Sexual orientation, like skin colour, is a feature of our diversity. How sad it is that when God’s children are facing such massive problems – poverty, disease, corruption, conflict – we are so often obsessed with human sexuality.
 Is there not already too much hate in this world, without also seeking to persecute those who love?

Gay, lesbian, bisexual and transgender people are part of so many families. They are part of the human family. They are part of God’s family. And of course they are part of the African family.

You, at the United Nations, have a particular role to play. You have a responsibility. Whenever one group of human beings is treated as inferior to another, hatred and intolerance will triumph.

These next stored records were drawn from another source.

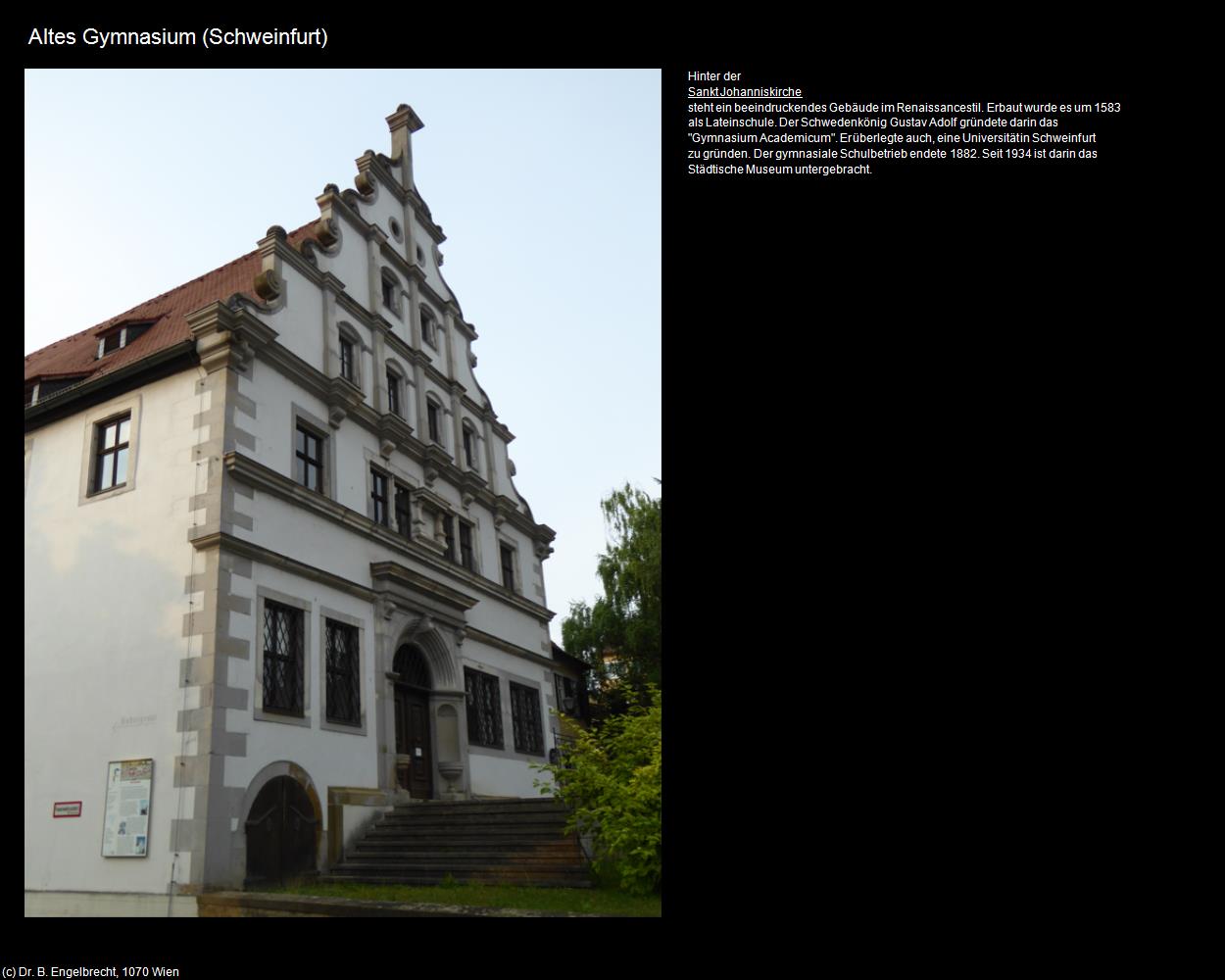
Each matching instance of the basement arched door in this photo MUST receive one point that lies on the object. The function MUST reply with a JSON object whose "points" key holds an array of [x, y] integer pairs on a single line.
{"points": [[280, 832]]}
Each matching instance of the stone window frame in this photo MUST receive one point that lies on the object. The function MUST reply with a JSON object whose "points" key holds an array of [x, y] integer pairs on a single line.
{"points": [[429, 327], [128, 405], [406, 489], [263, 594], [470, 446], [302, 416], [326, 613], [347, 332], [392, 370], [388, 278], [539, 718], [462, 522], [436, 431], [372, 470], [504, 681], [500, 715], [515, 573]]}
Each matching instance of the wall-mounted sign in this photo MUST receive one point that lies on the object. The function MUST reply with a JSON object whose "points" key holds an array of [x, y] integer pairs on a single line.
{"points": [[126, 823]]}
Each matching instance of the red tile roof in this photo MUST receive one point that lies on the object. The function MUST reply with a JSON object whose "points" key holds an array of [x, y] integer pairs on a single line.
{"points": [[77, 356]]}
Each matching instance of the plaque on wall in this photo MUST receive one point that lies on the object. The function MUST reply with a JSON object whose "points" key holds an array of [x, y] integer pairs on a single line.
{"points": [[126, 822]]}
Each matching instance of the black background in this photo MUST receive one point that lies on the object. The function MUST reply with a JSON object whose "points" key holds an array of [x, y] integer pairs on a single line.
{"points": [[902, 419]]}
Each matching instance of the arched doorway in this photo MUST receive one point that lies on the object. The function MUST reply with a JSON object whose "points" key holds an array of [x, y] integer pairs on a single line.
{"points": [[280, 832], [415, 750]]}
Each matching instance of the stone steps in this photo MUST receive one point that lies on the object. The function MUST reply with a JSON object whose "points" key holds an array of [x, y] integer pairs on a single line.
{"points": [[509, 842]]}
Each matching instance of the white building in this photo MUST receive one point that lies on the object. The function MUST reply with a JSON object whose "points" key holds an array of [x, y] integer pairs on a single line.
{"points": [[273, 544]]}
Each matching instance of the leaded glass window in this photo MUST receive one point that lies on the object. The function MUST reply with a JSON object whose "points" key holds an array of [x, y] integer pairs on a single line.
{"points": [[343, 690], [309, 459], [525, 719], [347, 361], [466, 554], [403, 519], [393, 393], [484, 709], [378, 493], [431, 412], [282, 658]]}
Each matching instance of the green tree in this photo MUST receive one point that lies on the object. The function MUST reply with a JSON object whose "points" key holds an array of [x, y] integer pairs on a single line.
{"points": [[612, 780], [626, 620]]}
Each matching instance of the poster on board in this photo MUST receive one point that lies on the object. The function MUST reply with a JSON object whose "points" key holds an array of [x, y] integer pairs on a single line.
{"points": [[126, 822]]}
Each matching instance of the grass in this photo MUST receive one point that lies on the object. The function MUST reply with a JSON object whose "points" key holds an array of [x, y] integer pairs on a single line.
{"points": [[591, 901]]}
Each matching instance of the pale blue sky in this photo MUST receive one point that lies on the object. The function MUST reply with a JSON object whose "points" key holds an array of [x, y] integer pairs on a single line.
{"points": [[545, 182]]}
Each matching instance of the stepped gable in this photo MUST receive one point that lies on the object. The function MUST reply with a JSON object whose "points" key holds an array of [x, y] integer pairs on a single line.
{"points": [[77, 356]]}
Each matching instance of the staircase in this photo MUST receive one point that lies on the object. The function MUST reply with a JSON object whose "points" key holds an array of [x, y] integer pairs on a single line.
{"points": [[488, 842]]}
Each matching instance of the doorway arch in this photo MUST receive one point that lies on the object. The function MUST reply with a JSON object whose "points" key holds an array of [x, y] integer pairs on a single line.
{"points": [[283, 824]]}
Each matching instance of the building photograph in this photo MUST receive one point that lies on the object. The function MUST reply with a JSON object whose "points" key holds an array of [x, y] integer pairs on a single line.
{"points": [[309, 480]]}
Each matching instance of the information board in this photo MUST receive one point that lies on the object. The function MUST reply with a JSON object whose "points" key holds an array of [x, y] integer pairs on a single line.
{"points": [[126, 823]]}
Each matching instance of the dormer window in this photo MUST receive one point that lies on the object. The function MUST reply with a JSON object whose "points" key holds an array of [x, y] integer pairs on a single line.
{"points": [[121, 337]]}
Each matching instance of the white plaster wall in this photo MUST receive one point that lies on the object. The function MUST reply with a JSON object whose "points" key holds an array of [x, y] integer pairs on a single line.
{"points": [[108, 905], [503, 777], [299, 323], [429, 266], [103, 621], [464, 368], [351, 264]]}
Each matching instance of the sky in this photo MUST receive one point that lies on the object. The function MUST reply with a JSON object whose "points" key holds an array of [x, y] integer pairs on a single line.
{"points": [[547, 184]]}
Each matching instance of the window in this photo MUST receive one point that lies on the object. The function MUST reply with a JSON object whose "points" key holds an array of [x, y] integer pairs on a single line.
{"points": [[283, 652], [469, 454], [484, 709], [347, 359], [567, 694], [403, 518], [378, 491], [449, 530], [393, 393], [466, 555], [431, 410], [121, 337], [310, 460], [343, 687], [111, 454], [525, 719], [508, 555]]}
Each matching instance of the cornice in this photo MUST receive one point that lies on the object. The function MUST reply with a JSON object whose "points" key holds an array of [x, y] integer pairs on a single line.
{"points": [[260, 476], [480, 636], [268, 557], [396, 573]]}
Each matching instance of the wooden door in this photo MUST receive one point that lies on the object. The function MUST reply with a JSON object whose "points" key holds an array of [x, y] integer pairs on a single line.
{"points": [[415, 755], [280, 832]]}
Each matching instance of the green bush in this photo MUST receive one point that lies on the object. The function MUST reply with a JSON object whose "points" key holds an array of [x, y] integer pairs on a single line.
{"points": [[611, 779]]}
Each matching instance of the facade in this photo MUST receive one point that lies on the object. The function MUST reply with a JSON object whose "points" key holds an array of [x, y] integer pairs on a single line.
{"points": [[273, 544]]}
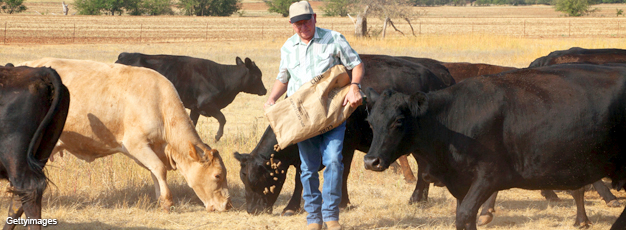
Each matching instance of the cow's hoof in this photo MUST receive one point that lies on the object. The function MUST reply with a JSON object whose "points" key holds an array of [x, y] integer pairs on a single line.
{"points": [[614, 203], [484, 219], [288, 213]]}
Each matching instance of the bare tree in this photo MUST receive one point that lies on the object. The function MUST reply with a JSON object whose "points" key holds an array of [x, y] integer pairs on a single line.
{"points": [[386, 10]]}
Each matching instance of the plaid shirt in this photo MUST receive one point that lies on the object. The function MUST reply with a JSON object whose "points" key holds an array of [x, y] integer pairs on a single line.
{"points": [[301, 62]]}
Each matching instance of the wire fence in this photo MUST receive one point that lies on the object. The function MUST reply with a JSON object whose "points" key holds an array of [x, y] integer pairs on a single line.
{"points": [[64, 30]]}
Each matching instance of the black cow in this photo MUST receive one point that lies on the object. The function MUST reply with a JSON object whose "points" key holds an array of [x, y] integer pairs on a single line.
{"points": [[263, 183], [556, 127], [580, 55], [33, 108], [205, 87], [590, 56]]}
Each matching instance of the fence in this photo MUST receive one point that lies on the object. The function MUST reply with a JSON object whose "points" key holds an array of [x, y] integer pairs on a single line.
{"points": [[103, 29]]}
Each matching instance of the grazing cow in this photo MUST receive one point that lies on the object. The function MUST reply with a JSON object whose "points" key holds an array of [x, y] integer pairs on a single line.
{"points": [[205, 87], [33, 108], [556, 127], [136, 111], [580, 55], [263, 182]]}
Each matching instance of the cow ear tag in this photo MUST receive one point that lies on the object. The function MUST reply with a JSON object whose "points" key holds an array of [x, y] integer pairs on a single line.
{"points": [[192, 152]]}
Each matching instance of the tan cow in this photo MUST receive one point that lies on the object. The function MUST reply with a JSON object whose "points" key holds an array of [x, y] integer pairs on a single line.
{"points": [[136, 111]]}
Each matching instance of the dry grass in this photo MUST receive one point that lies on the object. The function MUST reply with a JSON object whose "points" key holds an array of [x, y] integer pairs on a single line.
{"points": [[114, 192]]}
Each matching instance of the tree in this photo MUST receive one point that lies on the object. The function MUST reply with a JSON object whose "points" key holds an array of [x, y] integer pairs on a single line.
{"points": [[279, 6], [386, 10], [209, 7], [337, 7], [13, 6], [574, 8], [156, 7]]}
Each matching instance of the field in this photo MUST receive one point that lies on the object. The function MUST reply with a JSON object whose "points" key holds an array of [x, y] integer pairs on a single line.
{"points": [[115, 193]]}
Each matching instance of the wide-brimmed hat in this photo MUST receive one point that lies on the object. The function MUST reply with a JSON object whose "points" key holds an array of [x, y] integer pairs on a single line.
{"points": [[300, 11]]}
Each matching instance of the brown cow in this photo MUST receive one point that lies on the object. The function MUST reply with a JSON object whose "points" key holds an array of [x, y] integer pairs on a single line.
{"points": [[136, 111]]}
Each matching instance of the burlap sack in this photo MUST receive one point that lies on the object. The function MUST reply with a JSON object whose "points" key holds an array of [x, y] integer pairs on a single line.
{"points": [[316, 108]]}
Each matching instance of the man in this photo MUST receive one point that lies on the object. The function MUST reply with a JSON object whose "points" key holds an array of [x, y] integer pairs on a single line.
{"points": [[309, 53]]}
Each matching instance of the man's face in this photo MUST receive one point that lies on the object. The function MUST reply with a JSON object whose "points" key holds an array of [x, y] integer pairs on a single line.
{"points": [[305, 28]]}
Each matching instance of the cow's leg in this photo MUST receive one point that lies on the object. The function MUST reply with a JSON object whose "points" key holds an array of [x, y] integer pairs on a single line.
{"points": [[15, 211], [294, 203], [222, 120], [581, 214], [194, 115], [466, 212], [620, 223], [606, 194], [348, 154], [142, 153], [421, 187], [406, 169], [550, 195], [488, 209]]}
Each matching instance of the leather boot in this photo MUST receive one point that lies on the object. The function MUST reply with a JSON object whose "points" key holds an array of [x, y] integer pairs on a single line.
{"points": [[333, 225], [314, 227]]}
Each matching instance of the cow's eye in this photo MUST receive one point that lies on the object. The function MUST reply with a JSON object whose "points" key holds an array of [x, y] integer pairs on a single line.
{"points": [[399, 121]]}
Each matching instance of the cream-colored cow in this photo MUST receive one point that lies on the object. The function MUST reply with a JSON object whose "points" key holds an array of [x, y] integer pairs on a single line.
{"points": [[136, 111]]}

Lesbians, gays, bisexuals, transgender people – they are our sons and daughters, our family and friends, our colleagues and co-workers. They are equal members of the human family whose rights you have sworn to uphold.

Those who face hatred, violence and criminal sanctions look to you for leadership, they look to you for protection, they look to you for recognition of their right to equal dignity and respect.

Do not fail them.

You must stand up for the principles of universal humanity and fellowship. Exclusion is never the way forward on our shared paths to freedom and justice.